For years, Syria supported a witches' brew of terrorist groups across the Middle East. Now, it's payback time.
- By Ty McCormickTy McCormick is the Africa editor at Foreign Policy. Based in Nairobi, Kenya, he has reported from more than a dozen countries in Africa and the Middle East, including Egypt, Lebanon, Somalia, South Sudan, Burundi, Uganda, Central African Republic, and the Democratic Republic of the Congo. He was the bronze medal recipient of the 2016 Elizabeth Neuffer Memorial Prize from the U.N. Correspondents Association and a finalist for the 2015 Kurt Schork Award for international journalism. Prior to joining FP in 2012, he was a freelance Cairo correspondent. He has written for the New York Times, Washington Post, Los Angeles Times, Newsweek, and National Geographic, among others. He received his bachelor’s degree from Stanford University and master’s degrees from Oxford University and the Queen’s University Belfast, where he held Clarendon and George J. Mitchell scholarships, respectively.
For 16 months now, Syrian President Bashar al-Assad has been blaming "foreign-backed terrorists" for the uprising that threatens to unseat him. It’s an old scare tactic, one he used 11 years ago, albeit in subtler form, when he referred to the activists behind the so-called Damascus Spring as "a foreign agent acting on behalf of an outside power" — and one that sounds suspiciously like Muammar al-Qaddafi’s attempt to pin his own uprising on international terrorism, Osama bin Laden, and drugs. But as the Syrian rebellion descends into all-out civil war, it is becoming clear that there is a grain of truth to Assad’s claims.

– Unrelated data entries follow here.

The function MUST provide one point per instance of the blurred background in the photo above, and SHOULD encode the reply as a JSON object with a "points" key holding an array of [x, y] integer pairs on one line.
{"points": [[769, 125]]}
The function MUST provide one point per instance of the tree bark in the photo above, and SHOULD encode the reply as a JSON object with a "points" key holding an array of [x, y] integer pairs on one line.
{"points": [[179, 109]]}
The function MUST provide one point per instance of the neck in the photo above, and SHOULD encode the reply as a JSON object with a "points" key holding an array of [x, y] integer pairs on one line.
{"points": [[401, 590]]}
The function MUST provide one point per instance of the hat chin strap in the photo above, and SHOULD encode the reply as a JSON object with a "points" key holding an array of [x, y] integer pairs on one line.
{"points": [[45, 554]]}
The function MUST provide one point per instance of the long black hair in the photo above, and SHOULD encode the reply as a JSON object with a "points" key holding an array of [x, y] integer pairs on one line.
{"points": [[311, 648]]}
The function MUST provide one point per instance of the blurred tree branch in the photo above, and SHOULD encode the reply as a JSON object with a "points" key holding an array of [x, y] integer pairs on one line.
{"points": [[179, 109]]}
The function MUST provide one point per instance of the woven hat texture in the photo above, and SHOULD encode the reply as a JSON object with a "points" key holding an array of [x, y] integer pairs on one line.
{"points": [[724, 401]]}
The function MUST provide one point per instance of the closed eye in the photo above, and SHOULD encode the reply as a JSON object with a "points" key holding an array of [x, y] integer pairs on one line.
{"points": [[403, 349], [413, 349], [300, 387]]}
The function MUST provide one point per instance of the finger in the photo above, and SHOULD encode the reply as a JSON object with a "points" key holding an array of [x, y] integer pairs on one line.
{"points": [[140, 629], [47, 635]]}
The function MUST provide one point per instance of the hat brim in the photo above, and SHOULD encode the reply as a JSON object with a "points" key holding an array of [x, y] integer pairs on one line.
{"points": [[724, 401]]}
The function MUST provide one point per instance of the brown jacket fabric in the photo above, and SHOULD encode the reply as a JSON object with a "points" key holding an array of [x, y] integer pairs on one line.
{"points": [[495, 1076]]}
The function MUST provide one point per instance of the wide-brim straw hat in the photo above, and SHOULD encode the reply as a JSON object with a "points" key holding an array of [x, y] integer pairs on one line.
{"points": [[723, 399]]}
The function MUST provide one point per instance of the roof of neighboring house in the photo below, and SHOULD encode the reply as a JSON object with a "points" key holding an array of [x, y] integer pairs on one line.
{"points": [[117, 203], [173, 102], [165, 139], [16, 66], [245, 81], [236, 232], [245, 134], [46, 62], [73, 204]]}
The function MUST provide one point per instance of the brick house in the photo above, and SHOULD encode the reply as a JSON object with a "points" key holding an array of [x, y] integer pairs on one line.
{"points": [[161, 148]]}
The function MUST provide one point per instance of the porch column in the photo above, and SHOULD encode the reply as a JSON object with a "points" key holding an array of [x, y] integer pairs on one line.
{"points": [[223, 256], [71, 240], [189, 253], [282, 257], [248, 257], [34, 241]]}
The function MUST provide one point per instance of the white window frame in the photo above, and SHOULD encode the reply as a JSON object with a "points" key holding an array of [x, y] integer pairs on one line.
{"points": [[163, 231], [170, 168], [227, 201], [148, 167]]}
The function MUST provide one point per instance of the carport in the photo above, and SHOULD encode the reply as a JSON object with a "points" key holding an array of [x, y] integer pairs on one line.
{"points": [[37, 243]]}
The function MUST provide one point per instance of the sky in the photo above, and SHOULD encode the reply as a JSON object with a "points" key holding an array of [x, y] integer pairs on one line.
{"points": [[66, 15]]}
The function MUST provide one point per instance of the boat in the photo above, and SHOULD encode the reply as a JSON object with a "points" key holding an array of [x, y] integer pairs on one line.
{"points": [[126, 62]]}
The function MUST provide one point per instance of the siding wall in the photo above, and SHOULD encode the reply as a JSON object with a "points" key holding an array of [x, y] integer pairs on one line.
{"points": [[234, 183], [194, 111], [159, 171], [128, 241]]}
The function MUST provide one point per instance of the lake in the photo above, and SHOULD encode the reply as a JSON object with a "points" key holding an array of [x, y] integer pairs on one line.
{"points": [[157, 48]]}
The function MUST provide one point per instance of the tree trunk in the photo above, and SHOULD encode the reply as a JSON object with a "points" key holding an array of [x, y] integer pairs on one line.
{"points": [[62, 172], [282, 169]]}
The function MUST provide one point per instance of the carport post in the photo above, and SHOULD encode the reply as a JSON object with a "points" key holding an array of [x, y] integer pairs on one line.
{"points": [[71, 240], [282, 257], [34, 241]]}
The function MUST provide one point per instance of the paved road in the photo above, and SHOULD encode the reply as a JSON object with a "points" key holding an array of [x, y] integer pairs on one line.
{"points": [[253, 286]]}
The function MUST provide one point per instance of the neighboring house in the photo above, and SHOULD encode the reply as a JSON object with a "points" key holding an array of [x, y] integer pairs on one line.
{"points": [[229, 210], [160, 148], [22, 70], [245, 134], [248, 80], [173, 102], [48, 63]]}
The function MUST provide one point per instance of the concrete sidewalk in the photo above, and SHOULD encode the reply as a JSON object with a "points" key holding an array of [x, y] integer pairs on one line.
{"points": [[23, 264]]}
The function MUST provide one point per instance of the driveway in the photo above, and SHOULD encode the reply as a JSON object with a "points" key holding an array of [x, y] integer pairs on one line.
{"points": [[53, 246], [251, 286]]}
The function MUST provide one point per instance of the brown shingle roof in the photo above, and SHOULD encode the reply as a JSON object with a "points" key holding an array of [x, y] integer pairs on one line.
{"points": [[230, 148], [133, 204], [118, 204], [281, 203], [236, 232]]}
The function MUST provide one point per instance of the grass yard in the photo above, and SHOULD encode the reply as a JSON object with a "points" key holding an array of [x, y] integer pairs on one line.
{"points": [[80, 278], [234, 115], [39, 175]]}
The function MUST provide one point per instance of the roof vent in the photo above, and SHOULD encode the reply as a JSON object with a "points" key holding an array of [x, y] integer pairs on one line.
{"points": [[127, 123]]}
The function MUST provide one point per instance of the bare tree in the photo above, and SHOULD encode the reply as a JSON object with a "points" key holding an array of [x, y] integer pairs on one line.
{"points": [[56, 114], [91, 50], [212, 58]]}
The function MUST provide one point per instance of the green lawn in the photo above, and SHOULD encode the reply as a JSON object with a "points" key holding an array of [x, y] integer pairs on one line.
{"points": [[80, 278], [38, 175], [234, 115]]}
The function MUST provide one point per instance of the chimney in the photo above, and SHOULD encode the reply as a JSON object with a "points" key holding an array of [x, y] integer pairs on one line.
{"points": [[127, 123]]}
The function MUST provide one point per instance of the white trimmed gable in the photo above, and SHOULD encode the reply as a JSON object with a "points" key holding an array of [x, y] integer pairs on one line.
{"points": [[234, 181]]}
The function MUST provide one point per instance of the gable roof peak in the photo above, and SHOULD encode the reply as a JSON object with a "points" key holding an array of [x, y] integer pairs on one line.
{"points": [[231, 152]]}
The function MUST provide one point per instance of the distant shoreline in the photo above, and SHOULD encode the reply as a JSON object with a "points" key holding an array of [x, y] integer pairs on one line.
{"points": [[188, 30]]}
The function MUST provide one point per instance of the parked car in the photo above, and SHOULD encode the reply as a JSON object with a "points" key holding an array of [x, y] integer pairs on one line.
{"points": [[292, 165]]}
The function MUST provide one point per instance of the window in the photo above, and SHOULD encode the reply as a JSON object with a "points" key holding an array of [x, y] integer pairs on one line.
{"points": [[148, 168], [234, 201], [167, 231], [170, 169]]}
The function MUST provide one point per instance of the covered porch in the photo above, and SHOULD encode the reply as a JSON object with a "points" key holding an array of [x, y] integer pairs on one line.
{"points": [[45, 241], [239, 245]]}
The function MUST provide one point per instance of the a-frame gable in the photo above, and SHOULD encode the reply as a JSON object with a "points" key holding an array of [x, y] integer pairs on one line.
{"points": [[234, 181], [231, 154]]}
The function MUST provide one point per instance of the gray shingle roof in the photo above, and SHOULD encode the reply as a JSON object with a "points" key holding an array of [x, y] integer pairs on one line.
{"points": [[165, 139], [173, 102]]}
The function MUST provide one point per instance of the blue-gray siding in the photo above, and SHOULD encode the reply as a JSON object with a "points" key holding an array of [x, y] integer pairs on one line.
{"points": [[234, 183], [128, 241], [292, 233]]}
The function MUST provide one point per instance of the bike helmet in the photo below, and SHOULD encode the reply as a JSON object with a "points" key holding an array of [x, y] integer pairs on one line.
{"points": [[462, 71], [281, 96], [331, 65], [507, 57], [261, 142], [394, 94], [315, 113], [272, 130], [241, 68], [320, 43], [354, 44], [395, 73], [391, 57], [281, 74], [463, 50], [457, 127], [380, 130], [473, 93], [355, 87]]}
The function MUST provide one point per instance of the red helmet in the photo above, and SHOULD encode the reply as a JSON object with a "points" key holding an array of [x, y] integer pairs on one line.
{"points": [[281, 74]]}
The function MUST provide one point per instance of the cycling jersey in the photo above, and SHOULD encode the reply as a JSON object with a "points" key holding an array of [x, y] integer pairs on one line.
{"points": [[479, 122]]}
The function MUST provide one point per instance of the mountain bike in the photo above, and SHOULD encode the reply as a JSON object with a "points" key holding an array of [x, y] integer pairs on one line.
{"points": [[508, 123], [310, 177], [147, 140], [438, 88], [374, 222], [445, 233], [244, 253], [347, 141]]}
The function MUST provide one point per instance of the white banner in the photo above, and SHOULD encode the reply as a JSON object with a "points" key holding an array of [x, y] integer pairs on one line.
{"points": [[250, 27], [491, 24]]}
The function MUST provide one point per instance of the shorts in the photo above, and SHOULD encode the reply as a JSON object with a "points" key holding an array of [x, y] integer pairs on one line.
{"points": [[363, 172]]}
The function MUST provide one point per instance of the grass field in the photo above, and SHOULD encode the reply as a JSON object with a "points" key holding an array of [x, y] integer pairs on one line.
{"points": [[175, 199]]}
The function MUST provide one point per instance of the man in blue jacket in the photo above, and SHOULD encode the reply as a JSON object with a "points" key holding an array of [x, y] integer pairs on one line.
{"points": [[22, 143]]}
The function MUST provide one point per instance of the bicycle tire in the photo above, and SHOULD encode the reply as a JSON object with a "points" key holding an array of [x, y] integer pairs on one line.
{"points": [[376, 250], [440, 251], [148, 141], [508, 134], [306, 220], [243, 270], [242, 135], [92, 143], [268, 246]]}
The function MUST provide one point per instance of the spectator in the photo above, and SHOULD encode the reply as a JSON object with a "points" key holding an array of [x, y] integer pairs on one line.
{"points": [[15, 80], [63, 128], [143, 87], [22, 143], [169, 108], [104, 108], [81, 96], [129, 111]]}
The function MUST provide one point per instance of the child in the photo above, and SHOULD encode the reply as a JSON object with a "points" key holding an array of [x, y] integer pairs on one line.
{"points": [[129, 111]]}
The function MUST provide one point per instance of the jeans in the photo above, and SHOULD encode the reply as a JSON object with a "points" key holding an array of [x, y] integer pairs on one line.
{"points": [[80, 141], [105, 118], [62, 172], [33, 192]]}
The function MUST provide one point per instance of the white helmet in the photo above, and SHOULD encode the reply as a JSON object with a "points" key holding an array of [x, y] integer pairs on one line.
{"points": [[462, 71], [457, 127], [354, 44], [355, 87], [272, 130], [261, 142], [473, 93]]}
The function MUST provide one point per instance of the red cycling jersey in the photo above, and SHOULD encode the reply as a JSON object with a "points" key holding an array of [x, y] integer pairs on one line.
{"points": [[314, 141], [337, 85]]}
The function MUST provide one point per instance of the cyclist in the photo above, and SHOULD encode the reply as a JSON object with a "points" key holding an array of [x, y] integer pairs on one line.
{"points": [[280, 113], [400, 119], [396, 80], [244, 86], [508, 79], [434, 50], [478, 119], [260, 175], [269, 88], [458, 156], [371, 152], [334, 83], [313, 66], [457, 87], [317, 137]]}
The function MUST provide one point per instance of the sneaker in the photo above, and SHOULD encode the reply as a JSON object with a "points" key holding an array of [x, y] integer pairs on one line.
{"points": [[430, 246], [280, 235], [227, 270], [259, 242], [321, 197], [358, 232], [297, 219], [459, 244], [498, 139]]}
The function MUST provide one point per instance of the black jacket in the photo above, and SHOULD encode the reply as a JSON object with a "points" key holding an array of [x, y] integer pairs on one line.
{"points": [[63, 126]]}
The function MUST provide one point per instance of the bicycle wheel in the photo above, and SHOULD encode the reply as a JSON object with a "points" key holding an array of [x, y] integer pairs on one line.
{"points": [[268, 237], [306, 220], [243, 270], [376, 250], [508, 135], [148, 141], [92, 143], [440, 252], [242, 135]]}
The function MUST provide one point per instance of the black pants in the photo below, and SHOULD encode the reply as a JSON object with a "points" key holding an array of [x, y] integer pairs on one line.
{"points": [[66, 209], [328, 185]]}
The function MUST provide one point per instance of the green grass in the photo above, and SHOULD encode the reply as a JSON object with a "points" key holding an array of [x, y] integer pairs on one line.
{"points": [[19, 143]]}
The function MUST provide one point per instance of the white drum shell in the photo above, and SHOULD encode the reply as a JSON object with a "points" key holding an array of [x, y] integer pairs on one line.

In recent weeks, alarming developments — including videos of al Qaeda fighters released on jihadi websites, eyewitness reports from CNN’s Ivan Watson, and testimony from two European photographers who were kidnapped in Syria by militants from Chechnya, Pakistan, and Bangladesh — suggest that foreign jihadists have indeed joined the struggle against Assad’s regime. And these aren’t just isolated events: The New York Times reports that at least three al Qaeda affiliates currently operate in Syria, and, according to intelligence estimates cited by Seth Jones, associate director of Rand Corp.’s International Security and Defense Policy Center, at least 200 operatives are fighting with or alongside rebel groups.
To be sure, most rebels are Syrian nationals and the vast majority, no doubt, are not sympathetic to al Qaeda’s cause. Of course, that won’t stop Assad from attempting to tar the entire revolt based on the presence of a comparatively small contingent of fighters. The Syrian president, however, shouldn’t be surprised that there are foreign fighters in his country — he invited them in, after all. The only new development is that some of these fighters appear to have turned against their erstwhile patron.
A notorious state sponsor of terrorism, the Baathist regime in Damascus has long tolerated the presence of foreign militants as part of its regional strategy. Indeed, an impressive list of militant organizations, including Palestinian Islamic Jihad, Popular Front for the Liberation of Palestine, Popular Front for the Liberation of Palestine-General Command, Fatah al-Intifada, and, until recently, Hamas, has maintained bases or been headquartered in Syria. But while some of these relationships have soured as a result of the Syrian government’s response to the uprising, the fallout from Assad’s meddling in Iraq and Lebanon will contribute most to his undoing.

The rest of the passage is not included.